Believers of all kinds gather to condemn hatred, affirm diversity

From left, Pastor Joanna Harder of the Peace Mennonite Church and Pastor Sherry Warren of Plymouth Congregational Church light candles at an interfaith service Monday.

People of many faiths filled the Lawrence Jewish Community Congregation Monday evening for what organizers described as a communion to condemn violence and hatred and affirm diversity and acceptance.

The evening featured a dozen speakers, with poems recited and songs performed in between their talks. Many doctrines were represented — Judaism, Methodism, Unitarianism, Islam, Presbyterianism, agnosticism and atheism, among others. The speakers sought a show of unity in the wake of the shootings at the Jewish Community Center in Overland Park that left three people dead on April 13.

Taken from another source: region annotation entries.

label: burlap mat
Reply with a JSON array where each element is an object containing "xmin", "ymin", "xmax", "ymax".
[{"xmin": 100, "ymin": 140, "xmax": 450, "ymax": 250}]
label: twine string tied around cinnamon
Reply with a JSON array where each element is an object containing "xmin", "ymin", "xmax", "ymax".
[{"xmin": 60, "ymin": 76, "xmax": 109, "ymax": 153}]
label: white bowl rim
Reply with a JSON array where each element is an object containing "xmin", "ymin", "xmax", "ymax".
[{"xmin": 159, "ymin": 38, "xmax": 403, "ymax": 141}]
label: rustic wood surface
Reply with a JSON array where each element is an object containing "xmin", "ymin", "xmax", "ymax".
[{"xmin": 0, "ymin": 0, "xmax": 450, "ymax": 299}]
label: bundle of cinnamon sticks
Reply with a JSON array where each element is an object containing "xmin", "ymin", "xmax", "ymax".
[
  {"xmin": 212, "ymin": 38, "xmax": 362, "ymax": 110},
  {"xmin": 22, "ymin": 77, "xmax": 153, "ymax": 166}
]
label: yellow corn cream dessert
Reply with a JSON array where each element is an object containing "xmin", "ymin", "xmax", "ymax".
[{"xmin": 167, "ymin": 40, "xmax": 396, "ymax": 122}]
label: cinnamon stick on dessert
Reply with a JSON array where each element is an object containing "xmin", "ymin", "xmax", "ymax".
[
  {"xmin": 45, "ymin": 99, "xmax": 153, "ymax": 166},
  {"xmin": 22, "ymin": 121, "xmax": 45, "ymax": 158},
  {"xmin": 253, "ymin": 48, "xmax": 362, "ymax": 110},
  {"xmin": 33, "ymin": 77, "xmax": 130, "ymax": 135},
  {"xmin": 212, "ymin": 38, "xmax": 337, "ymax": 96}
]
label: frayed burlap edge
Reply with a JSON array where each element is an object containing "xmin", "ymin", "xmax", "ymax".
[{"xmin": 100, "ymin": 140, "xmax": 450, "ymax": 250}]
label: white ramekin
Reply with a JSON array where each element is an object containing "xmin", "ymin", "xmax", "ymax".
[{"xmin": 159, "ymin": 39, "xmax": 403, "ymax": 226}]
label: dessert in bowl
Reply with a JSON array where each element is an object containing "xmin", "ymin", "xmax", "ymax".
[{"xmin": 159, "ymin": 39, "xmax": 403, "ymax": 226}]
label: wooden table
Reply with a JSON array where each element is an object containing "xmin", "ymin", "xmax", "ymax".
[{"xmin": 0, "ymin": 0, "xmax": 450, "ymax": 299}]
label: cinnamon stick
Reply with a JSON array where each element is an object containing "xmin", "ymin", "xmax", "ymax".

Rabbi Moti Rieber, who lives in Overland Park, said before the program that many Jews in Lawrence work in Johnson County and have visited the JCC there before. The shootings “hit really close to home,” he said.

Rieber began the evening by pointing out the fallacy in targeting one specific group of people for violence. He said the accused, well-known white supremacist and anti-semite Frazier Glenn Miller Jr., ended up killing three Christians rather than Jews.

“You know what that tells me? He couldn’t tell the difference,” Rieber said. “In 50 or 100 years it might be nearly as difficult to tell so-called races apart as it is to tell the religions apart today, and that’s a good thing. That tells us that violent white racists have lost.”

Moussa Elbayoumy, of the Council on American-Islamic Relations , said in his speech that as terrible as acts of violence can be, the aftermath reliably shows proof of humanity’s compassion.

Elbayoumy said that the killer had failed. “Your actions united the community more than you could imagine,” he said.

Two women who said they were cousins of two of the victims — and who asked not to be named — spoke unexpectedly at the event’s conclusion. In their remarks, one of them emphasized peace and asked the audience to not “let anger be part of this, because it will do no good.”

By the end of the night, the audience, numbering around 100, had participated in a candlelight vigil, sung songs in Hebrew and heard prayers in three languages. Artie Shaw, 84, a member of the Lawrence JCC, said he had rarely attended a gathering where “clergy-type” members were so “wonderfully articulate and on message.”